Beim R7 lassen sich Zykluszeiten und Zylinderhub flexibel den Förderbedingungen anpassen. So sorgen individuell eingestellte Hub- und Senkgeschwindigkeit für mehr Effizienz und Produktivität. „Durch eine einfache und schnelle Anpassung an die variierenden Förder- und Zuflussbedingungen kann zu jeder Zeit eine optimale Förderleistung erreicht werden“, betont Dmitry Kuznetsov, der das Projekt bei Wintershall begleitet.

Die Tiefpumpe schützt die Förderanlage vor Überlastungen und steigert dadurch die Produktivität zusätzlich: Tritt beispielsweise Sand in das Bohrloch ein, befreit der R7 das Gestänge behutsam mit einem Schleichgang. Ist der Widerstand überwunden, kehrt der elektrohydraulische Antrieb automatisch in den Normalbetrieb zurück. Ausfallzeiten sinken so auf ein Minimum. Bei mechanischen Anlagen führt diese Situation hingegen häufig zu Gestängebruch und aufwendigen Reparaturen.

Einfach zu handhaben

Bis zu zwei Tonnen weniger Gewicht bringt der R7-Antrieb im Vergleich zur mechanischen Tiefpumpe auf die Waage und nimmt auch deutlich weniger Platz ein. Das vereinfacht Transport und Installation. Zudem benötigt er kein Fundament, da der Hydraulikzylinder direkt auf dem Förderrohr montiert und das Hydraulikaggregat außerhalb des explosionsgefährdeten Bereichs aufgestellt werden kann.

Doch nicht nur das Handling vor Ort ist einfach, auch die Steuerung in der Leitstelle ist benutzerfreundlicher. Das elektrohydraulische Antriebssystem erstellt automatisch ein Zugkraft-Wege-Diagramm, auf dessen Basis das Bedienpersonal veränderte Förderbedingungen schnell erkennen und den Betrieb sofort optimieren kann.

Nach der Auswertung dieser Zwischenergebnisse setzt Wintershall die Testreihe mit der R7-Anlage fort.
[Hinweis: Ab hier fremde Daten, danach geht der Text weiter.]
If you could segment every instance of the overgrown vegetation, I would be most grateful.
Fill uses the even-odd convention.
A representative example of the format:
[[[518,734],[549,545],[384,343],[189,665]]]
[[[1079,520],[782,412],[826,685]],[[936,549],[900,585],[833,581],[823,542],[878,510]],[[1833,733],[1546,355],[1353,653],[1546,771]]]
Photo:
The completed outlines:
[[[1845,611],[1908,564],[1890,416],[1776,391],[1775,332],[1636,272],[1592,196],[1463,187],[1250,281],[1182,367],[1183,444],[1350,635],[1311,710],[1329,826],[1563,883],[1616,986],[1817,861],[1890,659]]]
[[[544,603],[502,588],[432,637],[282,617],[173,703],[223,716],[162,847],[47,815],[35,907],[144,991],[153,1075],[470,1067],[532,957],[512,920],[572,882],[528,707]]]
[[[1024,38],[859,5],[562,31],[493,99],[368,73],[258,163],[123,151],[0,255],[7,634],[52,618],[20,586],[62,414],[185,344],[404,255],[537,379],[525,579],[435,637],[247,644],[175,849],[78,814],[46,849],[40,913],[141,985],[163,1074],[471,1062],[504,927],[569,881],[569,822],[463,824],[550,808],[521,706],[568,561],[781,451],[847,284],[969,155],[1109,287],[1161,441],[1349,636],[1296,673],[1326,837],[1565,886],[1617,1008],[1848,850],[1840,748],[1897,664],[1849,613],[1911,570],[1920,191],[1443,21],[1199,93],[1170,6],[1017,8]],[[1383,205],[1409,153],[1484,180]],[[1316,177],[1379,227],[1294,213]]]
Eine Langzeitbetrachtung soll die Zuverlässigkeit und Wartungsintensität überprüfen. Zudem testet das Unternehmen die Flexibilität der Anlage an anderen Standorten, die veränderte Förderbedingungen aufweisen. Insgesamt ist der Feldtest auf fünf Jahre angelegt.

 

Funktionsweise des R7

 

Die Anlage besteht aus einem Hydraulikzylinder (Z) und einem Hydraulikaggregat (A). Dessen Hauptkomponenten sind die Axialkolbeneinheit, der E-Motor mit angebauter Schwungmasse und die Anlagensteuerung. Für die Aufwärtsbewegung schwenkt die Axialkolbeneinheit in den Pumpenbetrieb, fördert Hydrauliköl zum Zylinder und hebt die Zylinderstange, das verbundene Pumpengestänge und den Kolben der Tiefpumpe.

E-Motor und Schwungmasse liefern die benötigte Energie.Für die Abwärtsbewegung schwenkt die Axialkolbeneinheit in den Motorbetrieb und wird durch die Energie des Gestänges und des Tiefpumpenkolbens angetrieben. Die Axialkolbeneinheit beschleunigt E-Motor und Schwungmasse wieder auf Netz-Synchrondrehzahl, wodurch die Energie rotatorisch gespeichert wird. Auf diese Weise sinkt der Stromverbrauch des E-Motors.